Neocon Norman Podhoretz - What Say The Founder of the Movement?
"In recent months, we have been bombarded with reports of the death of the Bush Doctrine. Of course, there have been many such reports since the doctrine was first promulgated at the start of what I persist in calling World War IV (the cold war being World War III). Almost all of them were written by the realists and liberal internationalists within the old foreign-policy establishment, and they all turned out to resemble the reports of Mark Twain’s death—which, he famously said, had been “greatly exaggerated.” Nothing daunted by this, the critics and enemies of Bush are now at it yet again. This time, however, their ranks have been swollen by a number of traditional conservatives who were never comfortable with the doctrine bearing his name and who have now moved from discomfort to outright opposition."
"Not only that, but by openly identifying Hizballah as a creature of Iran and Syria, he has demonstrated that he has not forgotten what he had come to realize early on: that the conflict between Israel and the Palestinians cannot be understood in isolation from the larger context of the war that the Arab/Muslim world has been waging to wipe the Jewish state off the map, literally since the day it was born."
"Robert Kagan—a neoconservative who has not given up on Bush—puts this well in describing the negotiations as “giving futility its chance.” Kagan also entertains the possibility that the negotiations are not merely a ploy on Bush’s part, and that his “ideal outcome really would be a diplomatic solution in which Iran voluntarily and verifiably abandoned its [nuclear] program.” However that may be, once having played out the diplomatic string, Bush will be in a strong political position to say, along with Senator John McCain, that the only thing worse than bombing Iran would be allowing Iran to build a nuclear bomb—and not just to endorse that assessment but to act on it."

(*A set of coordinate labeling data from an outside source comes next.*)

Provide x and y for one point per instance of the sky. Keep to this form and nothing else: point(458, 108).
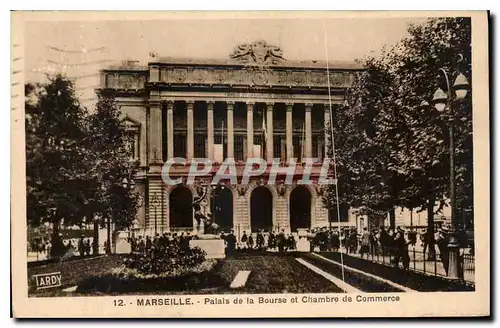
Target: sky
point(339, 39)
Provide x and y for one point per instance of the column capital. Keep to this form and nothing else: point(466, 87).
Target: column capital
point(170, 104)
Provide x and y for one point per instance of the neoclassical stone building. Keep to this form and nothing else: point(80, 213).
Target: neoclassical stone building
point(253, 104)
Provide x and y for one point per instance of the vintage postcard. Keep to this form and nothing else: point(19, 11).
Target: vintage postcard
point(250, 164)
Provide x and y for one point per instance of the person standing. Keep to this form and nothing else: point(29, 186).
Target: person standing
point(81, 246)
point(260, 240)
point(250, 241)
point(231, 242)
point(149, 243)
point(366, 238)
point(281, 241)
point(244, 240)
point(442, 243)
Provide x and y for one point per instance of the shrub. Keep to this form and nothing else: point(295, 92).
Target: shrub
point(165, 259)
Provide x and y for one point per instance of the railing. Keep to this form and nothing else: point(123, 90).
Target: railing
point(418, 261)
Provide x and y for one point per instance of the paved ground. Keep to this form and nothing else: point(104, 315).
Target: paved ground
point(418, 264)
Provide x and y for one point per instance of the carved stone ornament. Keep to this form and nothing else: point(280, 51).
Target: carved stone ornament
point(318, 78)
point(220, 75)
point(200, 75)
point(240, 77)
point(299, 77)
point(319, 189)
point(281, 189)
point(337, 79)
point(180, 75)
point(258, 52)
point(281, 77)
point(242, 189)
point(127, 82)
point(110, 80)
point(141, 82)
point(260, 78)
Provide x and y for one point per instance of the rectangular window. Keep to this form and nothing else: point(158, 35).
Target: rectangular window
point(277, 147)
point(238, 147)
point(200, 145)
point(344, 213)
point(316, 145)
point(180, 145)
point(298, 149)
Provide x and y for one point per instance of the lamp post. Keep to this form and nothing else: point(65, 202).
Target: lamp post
point(154, 202)
point(444, 101)
point(129, 184)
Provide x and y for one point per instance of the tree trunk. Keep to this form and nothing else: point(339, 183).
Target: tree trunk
point(57, 248)
point(108, 241)
point(430, 229)
point(95, 243)
point(392, 218)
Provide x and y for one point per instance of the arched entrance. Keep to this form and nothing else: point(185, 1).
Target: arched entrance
point(222, 207)
point(300, 208)
point(261, 209)
point(181, 210)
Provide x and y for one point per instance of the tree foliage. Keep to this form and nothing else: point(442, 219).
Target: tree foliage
point(391, 150)
point(55, 153)
point(75, 161)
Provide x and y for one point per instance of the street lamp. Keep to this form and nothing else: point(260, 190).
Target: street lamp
point(154, 202)
point(128, 184)
point(444, 101)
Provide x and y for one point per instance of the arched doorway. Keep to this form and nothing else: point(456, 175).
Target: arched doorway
point(222, 207)
point(300, 208)
point(261, 209)
point(181, 210)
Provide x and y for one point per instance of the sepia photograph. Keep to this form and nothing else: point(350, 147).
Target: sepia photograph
point(177, 164)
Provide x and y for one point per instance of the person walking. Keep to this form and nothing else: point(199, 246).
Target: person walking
point(231, 242)
point(244, 240)
point(260, 240)
point(442, 243)
point(366, 238)
point(81, 246)
point(281, 241)
point(250, 242)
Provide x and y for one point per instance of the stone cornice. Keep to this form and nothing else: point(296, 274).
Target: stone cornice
point(299, 64)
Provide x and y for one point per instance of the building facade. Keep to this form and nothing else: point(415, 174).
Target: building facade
point(254, 104)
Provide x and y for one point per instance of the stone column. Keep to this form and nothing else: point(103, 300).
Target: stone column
point(308, 147)
point(210, 129)
point(190, 138)
point(155, 133)
point(250, 129)
point(327, 123)
point(269, 127)
point(170, 129)
point(289, 132)
point(230, 130)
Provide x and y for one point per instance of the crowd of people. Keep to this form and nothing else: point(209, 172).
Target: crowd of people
point(393, 242)
point(58, 247)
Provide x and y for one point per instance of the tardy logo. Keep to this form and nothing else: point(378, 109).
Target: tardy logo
point(48, 280)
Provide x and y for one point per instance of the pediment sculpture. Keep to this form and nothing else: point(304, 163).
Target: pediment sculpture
point(258, 53)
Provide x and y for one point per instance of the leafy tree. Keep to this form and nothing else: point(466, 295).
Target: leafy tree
point(56, 161)
point(391, 150)
point(110, 155)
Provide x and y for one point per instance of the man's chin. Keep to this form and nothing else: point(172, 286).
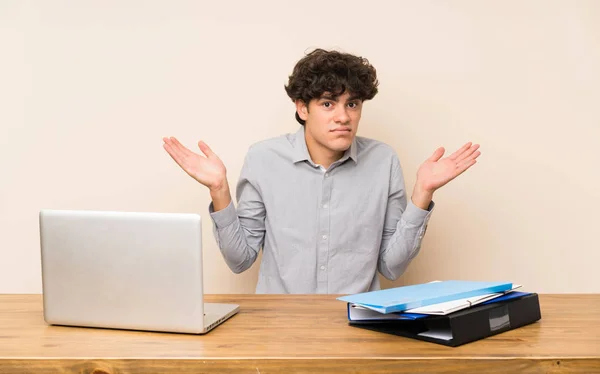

"...Even after 9/11, many pooh-poohed the threat of Islamofascism and, seeing its terrorist weaponry as merely a police matter, denied (and continue to deny) that we were even really at war, much less in a new world war. But Bush understood that Islamofascism was “the heir of all the murderous ideologies of the 20th century”—an aggressive totalitarian force that, like Nazism and Communism before it, could only be defeated through a worldwide struggle. It was a struggle that, in its duration and in its mix of military and non-military means, would bear a greater resemblance to World War III than to World War II. But it also carried novel features with which containment had not been designed to cope. Out of these twin understandings, Bush promulgated his own doctrine, and out of that doctrine came the new military strategy of preemption and the new political strategy of democratization."